Perhaps Black Athletes in the media are the greatest example of the corporate media’s hyper-vigilance on Black bodies. Philadelphia Eagles’ quarterback, Donovan McNabb once, in an interview on HBO, infuriated the White-supremacist press for his courageous admission that Black Athletes are inordinately scrutinized, antagonized and microscopically examined by fans, coaches, owners, managers and teammates alike – especially in contrast to their White counterparts. “There’s not that many African-American quarterbacks, so we have to do a little bit extra,” McNabb said. Using his Black-Quarterback status as a case-study, he declared, “Because the percentage of us playing this position, which people didn’t want us to play, is low, so we do a little extra.”

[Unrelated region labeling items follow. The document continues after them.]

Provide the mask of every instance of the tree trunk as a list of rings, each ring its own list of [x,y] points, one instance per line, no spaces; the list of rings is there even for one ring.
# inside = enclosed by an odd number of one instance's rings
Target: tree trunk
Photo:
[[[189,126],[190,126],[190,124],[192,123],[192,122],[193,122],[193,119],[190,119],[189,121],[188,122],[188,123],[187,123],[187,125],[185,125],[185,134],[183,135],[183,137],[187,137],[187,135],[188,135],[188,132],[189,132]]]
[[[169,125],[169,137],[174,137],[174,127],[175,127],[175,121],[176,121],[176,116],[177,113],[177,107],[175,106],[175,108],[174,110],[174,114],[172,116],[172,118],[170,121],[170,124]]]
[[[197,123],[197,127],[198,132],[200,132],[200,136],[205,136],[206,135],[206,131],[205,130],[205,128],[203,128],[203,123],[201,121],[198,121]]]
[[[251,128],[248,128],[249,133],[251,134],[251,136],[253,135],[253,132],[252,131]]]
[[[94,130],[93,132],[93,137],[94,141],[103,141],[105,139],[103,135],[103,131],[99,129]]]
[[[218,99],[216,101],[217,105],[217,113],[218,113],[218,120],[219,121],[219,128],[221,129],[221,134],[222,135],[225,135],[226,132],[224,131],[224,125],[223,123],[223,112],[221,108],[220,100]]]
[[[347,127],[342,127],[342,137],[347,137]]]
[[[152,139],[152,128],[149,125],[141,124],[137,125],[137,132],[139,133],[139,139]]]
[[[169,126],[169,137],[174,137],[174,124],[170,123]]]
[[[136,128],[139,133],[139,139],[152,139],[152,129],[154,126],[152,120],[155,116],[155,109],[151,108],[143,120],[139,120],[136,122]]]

Powerhouse tennis players, Venus and Serena Williams, are also specimens in the laboratories of White public opinion. Award-Winning Sportswriter, Dave Zirin, once remarked that Serena Williams and Venus Williams still remain alien-like figures – in spite of their enormous gift and talent – in the world of professional Tennis, because the administrators, referees, fans and coaches “don't know what to do in Tennis with people like the William Sisters. The announcers don't know how to report on them, they don't know how to talk about them.” In a recent episode of the popular NBC comedy talk-show, Late Night with Conan O'Brien, Zirin’s theory and proposal was unambiguously confirmed. The host, an Irish Comedian, struggled to characterize the combativeness of U.S. Open champion, Serena Williams. Ending up with “Intimidating” and “fierce,” O’Brien spent a substantial slice of the interview, examining the No. 1 seed’s on-court outfits - which he called “sexy,” drilling a hole into her personal life, and making random comments – probably meant as compliments – concerning her temperament. One can only envision the Gloria Steinems of the world, holding press conferences and rallies to deliberate what to do next, if Ms. Williams happened to be non-black. Serena Williams’ dad, Richard Williams, is no doubt a believer of this gospel, as he once observed, much to the shock and feigned ignorance of White Tennis players/fans/coaches/sportscasters, that his daughters are “never accepted” because “people are prejudiced in tennis.”

The slow-witted Beast, which has abdicated its responsibility and duty should not be depended upon to make amends any time soon. As the old saying goes, “A leopard cannot change it spots.”